To find the amount of substance (moles) of CO₂ in 2.8 dm³, we can use the ideal gas law equation:
PV = nRT
Where: P = Pressure (in atmospheres) V = Volume (in liters) n = Amount of substance (in moles) R = Ideal gas constant (0.0821 L·atm/(mol·K)) T = Temperature (in Kelvin)
Plugging in the values: P = 1 atm V = 2.8 dm³ = 2.8 liters R = 0.0821 L·atm/(mol·K) T = 273.15 K (standard temperature)
PV = nRT
(1 atm) * (2.8 L) = n * (0.0821 L·atm/(mol·K)) * (273.15 K)

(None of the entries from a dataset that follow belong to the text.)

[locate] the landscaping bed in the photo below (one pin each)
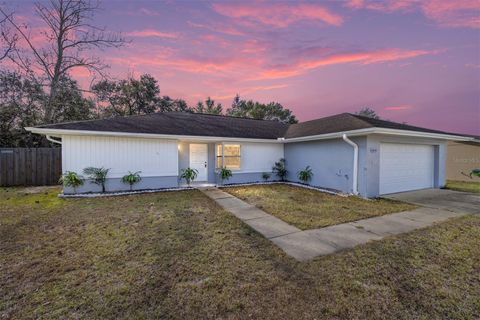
(311, 209)
(178, 255)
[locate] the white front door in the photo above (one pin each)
(405, 167)
(199, 160)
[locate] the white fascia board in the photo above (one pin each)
(361, 132)
(62, 132)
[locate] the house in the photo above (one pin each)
(462, 158)
(346, 152)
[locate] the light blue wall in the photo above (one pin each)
(373, 159)
(331, 162)
(116, 184)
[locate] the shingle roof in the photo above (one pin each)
(195, 124)
(182, 123)
(346, 122)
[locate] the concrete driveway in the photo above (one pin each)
(456, 201)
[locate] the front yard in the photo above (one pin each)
(179, 255)
(311, 209)
(465, 186)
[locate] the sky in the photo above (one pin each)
(411, 61)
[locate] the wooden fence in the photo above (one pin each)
(30, 166)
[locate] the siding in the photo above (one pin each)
(153, 157)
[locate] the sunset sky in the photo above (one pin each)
(412, 61)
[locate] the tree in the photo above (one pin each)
(129, 96)
(21, 104)
(209, 107)
(368, 112)
(256, 110)
(69, 37)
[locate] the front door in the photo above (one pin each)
(199, 159)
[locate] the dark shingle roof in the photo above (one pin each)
(195, 124)
(346, 122)
(182, 123)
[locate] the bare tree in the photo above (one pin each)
(69, 37)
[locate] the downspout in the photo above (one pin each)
(355, 163)
(49, 138)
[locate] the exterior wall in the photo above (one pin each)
(462, 157)
(371, 187)
(256, 158)
(156, 159)
(331, 162)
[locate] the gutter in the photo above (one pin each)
(355, 162)
(49, 138)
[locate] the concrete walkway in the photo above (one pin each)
(305, 245)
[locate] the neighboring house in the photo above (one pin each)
(462, 158)
(346, 152)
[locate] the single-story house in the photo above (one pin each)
(347, 152)
(462, 158)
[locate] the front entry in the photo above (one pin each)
(199, 160)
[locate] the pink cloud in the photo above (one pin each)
(277, 14)
(146, 33)
(448, 13)
(399, 108)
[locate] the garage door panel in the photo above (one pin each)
(405, 167)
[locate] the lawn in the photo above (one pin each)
(466, 186)
(178, 255)
(310, 209)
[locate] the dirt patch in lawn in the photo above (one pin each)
(311, 209)
(178, 255)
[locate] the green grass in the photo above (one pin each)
(466, 186)
(178, 255)
(310, 209)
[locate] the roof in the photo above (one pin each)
(182, 123)
(346, 122)
(206, 125)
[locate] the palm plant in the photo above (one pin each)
(305, 175)
(97, 175)
(279, 169)
(131, 178)
(224, 174)
(71, 179)
(189, 175)
(266, 176)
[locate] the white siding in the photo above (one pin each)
(259, 157)
(153, 157)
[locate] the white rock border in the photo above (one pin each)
(121, 193)
(301, 185)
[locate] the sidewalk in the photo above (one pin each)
(308, 244)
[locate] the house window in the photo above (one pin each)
(228, 155)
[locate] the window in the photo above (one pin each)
(229, 154)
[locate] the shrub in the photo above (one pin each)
(189, 175)
(224, 174)
(131, 178)
(97, 175)
(280, 170)
(71, 179)
(305, 175)
(266, 176)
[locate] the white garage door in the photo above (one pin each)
(405, 167)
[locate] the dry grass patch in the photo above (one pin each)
(178, 255)
(310, 209)
(465, 186)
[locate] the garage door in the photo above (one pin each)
(405, 167)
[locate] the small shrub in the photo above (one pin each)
(71, 179)
(131, 178)
(266, 176)
(279, 169)
(305, 175)
(189, 175)
(98, 175)
(224, 174)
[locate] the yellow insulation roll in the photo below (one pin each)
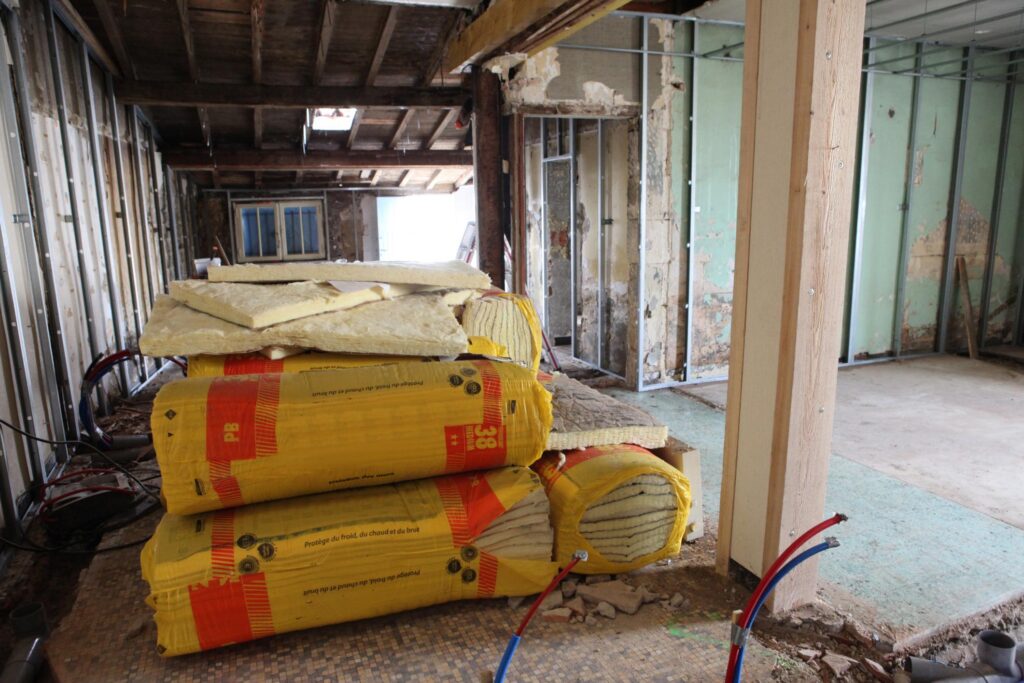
(622, 504)
(257, 364)
(232, 575)
(224, 441)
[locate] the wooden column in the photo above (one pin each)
(487, 174)
(801, 95)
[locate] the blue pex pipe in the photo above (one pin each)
(506, 658)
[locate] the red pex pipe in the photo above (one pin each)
(744, 616)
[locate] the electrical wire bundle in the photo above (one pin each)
(743, 621)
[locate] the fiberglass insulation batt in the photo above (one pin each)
(622, 504)
(225, 441)
(232, 575)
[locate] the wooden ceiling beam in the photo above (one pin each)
(324, 36)
(354, 129)
(115, 37)
(70, 15)
(193, 159)
(440, 128)
(256, 13)
(399, 130)
(503, 26)
(382, 42)
(160, 93)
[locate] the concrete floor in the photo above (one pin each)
(916, 558)
(949, 425)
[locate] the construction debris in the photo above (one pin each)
(415, 325)
(455, 274)
(622, 504)
(587, 418)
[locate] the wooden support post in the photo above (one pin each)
(798, 153)
(487, 171)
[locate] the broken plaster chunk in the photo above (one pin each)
(616, 593)
(577, 605)
(551, 601)
(558, 614)
(838, 664)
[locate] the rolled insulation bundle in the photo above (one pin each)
(232, 575)
(622, 504)
(224, 441)
(508, 319)
(257, 364)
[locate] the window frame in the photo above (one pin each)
(279, 207)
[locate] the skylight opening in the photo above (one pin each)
(332, 119)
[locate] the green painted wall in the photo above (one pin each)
(718, 94)
(1009, 265)
(932, 176)
(884, 166)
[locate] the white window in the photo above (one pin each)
(287, 230)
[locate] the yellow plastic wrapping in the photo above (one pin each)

2.8 = n * (0.0821 * 273.15)
2.8 = n * 22.414
n = 2.8 / 22.414
n ≈ 0.125 moles
So, the amount of substance of CO₂ in 2.8 dm³ at STP is approximately 0.125 moles.
To find the mass of the gas, we need to know the molar mass of CO₂, which is 44.01 grams/mol.
Mass = moles * molar mass
Mass = 0.125 moles * 44.01 g/mol
Mass ≈ 5.50125 grams
Therefore, the mass of the CO₂ gas in 2.8 dm³ at STP is approximately 5.50125 grams.
To find the number of molecules, we can use Avogadro's number, which is approximately 6.022 x 10²³ molecules/mol.
Number of molecules = moles * Avogadro's number
Number of molecules = 0.125 moles * 6.022 x 10²³ molecules/mol
Number of molecules ≈ 7.5275 x 10²² molecules
Therefore, there are approximately 7.5275 x 10²² molecules of CO₂ gas in 2.8 dm³ at STP.